This study will present an empirical evaluation of our proposed NS2025 and VNS2025 algorithms, both initialized with DWRWI-based methods, compared to eight established benchmark methods. These datasets include the small-scale illustrative scenario 6-points UFLP NetData and a diverse array of large-scale, real-world datasets—including Sioux Falls, various Berlin regions, Anaheim, and Gold Coast—sourced from the TRB Network Modeling Committee [47]. These datasets capture a wide range of network complexities, from 24 to 4807 zones and up to 1064 demands. In total, seven unique UFLP datasets with authentic demand distributions are employed to ensure robust comparisons. While the rationale for multi-method and multi-case controls has been previously discussed, the multiple-run group involves executing each algorithm four times per stance. This repeated execution allows for rigorous evaluation of algorithm performance, enabling the identification of result variability under identical conditions and minimizing the influence of stochastic or probabilistic elements inherent in certain methods.

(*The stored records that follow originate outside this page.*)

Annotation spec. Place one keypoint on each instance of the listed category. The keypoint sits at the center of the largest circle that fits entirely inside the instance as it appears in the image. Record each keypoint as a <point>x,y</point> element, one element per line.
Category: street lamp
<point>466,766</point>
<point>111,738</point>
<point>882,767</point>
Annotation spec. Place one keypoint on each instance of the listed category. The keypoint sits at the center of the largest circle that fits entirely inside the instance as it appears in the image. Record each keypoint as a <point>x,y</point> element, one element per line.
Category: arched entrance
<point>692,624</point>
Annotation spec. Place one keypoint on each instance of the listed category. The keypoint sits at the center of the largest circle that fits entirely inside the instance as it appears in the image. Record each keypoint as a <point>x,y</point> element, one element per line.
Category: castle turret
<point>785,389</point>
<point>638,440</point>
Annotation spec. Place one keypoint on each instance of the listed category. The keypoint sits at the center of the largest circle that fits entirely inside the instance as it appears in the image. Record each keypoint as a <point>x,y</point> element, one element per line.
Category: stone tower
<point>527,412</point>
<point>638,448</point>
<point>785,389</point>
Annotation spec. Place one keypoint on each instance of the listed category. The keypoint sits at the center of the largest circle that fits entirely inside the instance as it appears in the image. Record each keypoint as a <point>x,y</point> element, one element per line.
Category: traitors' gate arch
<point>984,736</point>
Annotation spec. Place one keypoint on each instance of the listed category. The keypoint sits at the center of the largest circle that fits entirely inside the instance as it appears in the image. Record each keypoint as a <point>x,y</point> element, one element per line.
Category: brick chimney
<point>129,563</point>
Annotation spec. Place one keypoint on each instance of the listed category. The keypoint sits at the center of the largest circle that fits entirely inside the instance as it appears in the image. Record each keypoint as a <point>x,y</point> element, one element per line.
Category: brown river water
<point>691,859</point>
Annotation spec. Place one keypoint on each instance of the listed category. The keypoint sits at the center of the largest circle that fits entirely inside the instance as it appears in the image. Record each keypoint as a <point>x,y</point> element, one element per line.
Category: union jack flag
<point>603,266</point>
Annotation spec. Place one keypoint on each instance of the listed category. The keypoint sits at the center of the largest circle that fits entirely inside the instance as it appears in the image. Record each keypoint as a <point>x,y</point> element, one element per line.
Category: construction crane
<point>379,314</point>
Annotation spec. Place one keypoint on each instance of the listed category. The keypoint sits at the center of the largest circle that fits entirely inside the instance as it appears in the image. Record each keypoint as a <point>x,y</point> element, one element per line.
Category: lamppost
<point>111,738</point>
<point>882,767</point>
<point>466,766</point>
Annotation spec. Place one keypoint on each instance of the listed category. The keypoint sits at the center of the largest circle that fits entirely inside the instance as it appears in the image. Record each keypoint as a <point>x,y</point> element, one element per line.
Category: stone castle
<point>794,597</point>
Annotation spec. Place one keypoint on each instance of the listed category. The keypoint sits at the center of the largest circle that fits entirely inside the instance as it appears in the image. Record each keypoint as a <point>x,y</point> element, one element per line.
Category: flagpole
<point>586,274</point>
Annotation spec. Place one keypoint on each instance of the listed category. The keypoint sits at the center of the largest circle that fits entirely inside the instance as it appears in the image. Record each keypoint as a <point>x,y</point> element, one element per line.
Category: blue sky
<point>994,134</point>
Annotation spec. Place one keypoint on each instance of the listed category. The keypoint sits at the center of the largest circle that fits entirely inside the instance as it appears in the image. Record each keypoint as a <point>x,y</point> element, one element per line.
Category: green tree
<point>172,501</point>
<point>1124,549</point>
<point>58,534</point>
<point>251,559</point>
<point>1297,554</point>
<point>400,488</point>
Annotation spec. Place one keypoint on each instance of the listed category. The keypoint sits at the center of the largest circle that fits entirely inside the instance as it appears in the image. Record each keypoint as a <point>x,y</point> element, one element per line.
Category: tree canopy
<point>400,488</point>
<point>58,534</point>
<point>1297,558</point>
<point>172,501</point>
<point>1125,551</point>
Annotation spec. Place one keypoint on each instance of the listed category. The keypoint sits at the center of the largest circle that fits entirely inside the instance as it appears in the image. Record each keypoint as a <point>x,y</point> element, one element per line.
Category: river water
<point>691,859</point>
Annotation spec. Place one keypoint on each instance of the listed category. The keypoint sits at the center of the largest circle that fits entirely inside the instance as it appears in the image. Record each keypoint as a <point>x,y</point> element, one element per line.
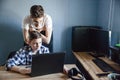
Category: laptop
<point>43,64</point>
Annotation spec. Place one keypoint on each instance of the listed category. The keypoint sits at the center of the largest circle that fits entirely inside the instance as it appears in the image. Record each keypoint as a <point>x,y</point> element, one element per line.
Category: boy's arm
<point>21,69</point>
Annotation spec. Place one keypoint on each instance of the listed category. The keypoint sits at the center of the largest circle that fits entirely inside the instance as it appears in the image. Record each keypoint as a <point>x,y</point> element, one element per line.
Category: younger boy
<point>23,57</point>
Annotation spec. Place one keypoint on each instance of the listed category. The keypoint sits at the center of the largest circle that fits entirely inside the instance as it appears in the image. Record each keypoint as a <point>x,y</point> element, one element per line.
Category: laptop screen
<point>47,63</point>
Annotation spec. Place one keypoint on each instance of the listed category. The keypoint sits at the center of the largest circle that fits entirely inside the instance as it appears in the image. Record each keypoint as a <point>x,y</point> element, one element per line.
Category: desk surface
<point>86,60</point>
<point>9,75</point>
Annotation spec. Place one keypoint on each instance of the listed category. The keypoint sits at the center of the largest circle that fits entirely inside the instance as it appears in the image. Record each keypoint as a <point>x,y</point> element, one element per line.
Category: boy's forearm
<point>15,68</point>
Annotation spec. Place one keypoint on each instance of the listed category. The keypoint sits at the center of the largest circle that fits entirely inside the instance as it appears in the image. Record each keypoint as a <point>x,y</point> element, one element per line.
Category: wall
<point>65,14</point>
<point>109,17</point>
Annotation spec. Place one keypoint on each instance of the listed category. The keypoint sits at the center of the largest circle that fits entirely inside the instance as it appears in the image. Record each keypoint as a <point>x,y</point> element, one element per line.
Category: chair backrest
<point>50,45</point>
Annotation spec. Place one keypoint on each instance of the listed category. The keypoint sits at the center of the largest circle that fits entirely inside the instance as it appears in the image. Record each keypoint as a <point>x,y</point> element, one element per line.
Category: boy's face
<point>35,44</point>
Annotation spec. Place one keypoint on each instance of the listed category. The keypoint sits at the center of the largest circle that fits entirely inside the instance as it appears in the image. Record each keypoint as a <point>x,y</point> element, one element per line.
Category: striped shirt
<point>24,56</point>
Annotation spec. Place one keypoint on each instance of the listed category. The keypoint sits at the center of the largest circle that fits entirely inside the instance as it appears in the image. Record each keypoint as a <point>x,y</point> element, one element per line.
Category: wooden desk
<point>90,67</point>
<point>9,75</point>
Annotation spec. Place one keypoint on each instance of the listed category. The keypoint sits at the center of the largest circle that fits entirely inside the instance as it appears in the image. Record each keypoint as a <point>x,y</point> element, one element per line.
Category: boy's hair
<point>34,35</point>
<point>36,11</point>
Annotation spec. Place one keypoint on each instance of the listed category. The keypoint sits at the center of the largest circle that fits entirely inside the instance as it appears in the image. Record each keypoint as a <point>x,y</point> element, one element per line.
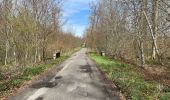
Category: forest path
<point>79,79</point>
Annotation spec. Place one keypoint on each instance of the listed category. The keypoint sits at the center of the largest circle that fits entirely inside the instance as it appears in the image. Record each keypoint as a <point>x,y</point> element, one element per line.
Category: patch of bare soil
<point>50,73</point>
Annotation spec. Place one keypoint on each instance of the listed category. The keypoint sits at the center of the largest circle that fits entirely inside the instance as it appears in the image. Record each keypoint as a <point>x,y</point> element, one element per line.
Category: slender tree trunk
<point>36,49</point>
<point>6,52</point>
<point>154,28</point>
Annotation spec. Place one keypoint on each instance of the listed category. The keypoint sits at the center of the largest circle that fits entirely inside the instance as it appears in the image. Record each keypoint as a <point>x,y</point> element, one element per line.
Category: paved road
<point>78,80</point>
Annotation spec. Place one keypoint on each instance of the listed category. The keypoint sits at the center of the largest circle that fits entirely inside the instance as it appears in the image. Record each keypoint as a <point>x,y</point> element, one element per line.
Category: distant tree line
<point>135,30</point>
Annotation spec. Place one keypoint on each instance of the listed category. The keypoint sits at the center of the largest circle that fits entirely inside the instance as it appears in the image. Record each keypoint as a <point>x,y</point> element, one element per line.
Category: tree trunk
<point>154,28</point>
<point>6,52</point>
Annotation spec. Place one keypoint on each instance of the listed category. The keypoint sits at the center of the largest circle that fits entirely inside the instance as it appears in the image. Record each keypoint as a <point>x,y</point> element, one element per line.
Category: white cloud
<point>70,8</point>
<point>73,6</point>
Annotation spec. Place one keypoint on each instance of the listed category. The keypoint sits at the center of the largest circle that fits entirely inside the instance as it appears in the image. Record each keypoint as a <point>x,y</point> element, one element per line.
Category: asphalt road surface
<point>79,79</point>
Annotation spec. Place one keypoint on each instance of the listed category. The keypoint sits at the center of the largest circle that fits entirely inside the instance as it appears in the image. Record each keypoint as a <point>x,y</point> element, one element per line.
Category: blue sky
<point>77,13</point>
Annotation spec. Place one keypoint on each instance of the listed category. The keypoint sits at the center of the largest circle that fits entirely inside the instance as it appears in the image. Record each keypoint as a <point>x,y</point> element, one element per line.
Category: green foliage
<point>29,73</point>
<point>165,96</point>
<point>131,83</point>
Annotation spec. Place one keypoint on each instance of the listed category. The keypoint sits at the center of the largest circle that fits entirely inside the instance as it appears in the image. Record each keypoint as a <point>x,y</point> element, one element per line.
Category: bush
<point>130,82</point>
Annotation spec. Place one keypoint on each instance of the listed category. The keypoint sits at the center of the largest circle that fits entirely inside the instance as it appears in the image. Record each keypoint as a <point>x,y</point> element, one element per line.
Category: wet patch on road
<point>86,69</point>
<point>39,98</point>
<point>43,84</point>
<point>58,77</point>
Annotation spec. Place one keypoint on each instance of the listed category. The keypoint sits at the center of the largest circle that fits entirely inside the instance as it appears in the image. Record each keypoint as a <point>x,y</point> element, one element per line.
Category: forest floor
<point>79,79</point>
<point>10,84</point>
<point>134,82</point>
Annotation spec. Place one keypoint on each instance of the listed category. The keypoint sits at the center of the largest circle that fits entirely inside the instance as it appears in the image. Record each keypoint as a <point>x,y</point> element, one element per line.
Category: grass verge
<point>29,73</point>
<point>131,83</point>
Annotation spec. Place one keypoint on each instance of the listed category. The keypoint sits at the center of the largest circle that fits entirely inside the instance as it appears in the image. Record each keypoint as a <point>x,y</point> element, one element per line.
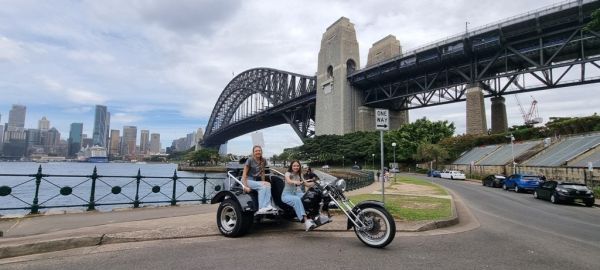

Seven primary output metrics have been defined to comprehensively evaluate algorithmic performance, emphasizing solution quality, computational efficiency, reliability, and clustering effectiveness. The Optimal Number of Open Facilities represents a scalar value denoting the ideal count of facilities selected, effectively meeting demand requirements under defined constraints. The Optimal Total Cost metric combines Facility Setup Costs (set uniformly at 10) and Transportation Cost Rate (set at 600,000), resulting in a scalar total derived from optimized customer-to-facility assignments. To further facilitate comparative analysis across different methods within the same scenario, the LB GAP (%) metric is introduced. For example, using the Total Cost metric as a For a given scenario, there are 10 methods indexed by the set Q = {1,…,10}. Let TC_q denote the Total Cost obtained by method m (m ∈ Q), and TC_max = max{m∈Q} represent the maximum Total Cost among all methods. Then, the Total Cost LB GAP (%) for method q is defined as GAP_q = (TC_max − TC_q) / TC_max × 100%, equivalently expressed as GAP_q = 1 − TC_q / TC_max. Additionally, computational efficiency is assessed through the Iteration Count for Best Solution, recording the number of iterations necessary to reach the optimal solution, thereby providing insights into algorithmic convergence behavior. The Computation Time for the Best Solution quantifies the average computational effort, measured in seconds, to achieve the optimal configuration. Stability and result dispersion are further evaluated by the Cost Interquartile Range, calculated as the interquartile range (Q3 - Q1) of total costs across multiple simulation runs. Last but not least, the Silhouett indicator (Rousseeuw, 1987) has been incorporated to evaluate clustering quality in customer-to-facility assignments. This metric quantifies the compactness within each facility cluster (intra-cluster distance) and the separation between facility clusters (inter-cluster distance). Ranging from -1 to 1, a higher Silhouette value close to 1 indicates well-defined, spatially coherent clusters, demonstrating that customers assigned to each facility are closely grouped, with clear boundaries distinguishing different service areas. Thus, the inclusion of the Silhouette metric enhances the assessment of spatial rationality and demonstrates the superior clustering performance of the DWRWI-based methods.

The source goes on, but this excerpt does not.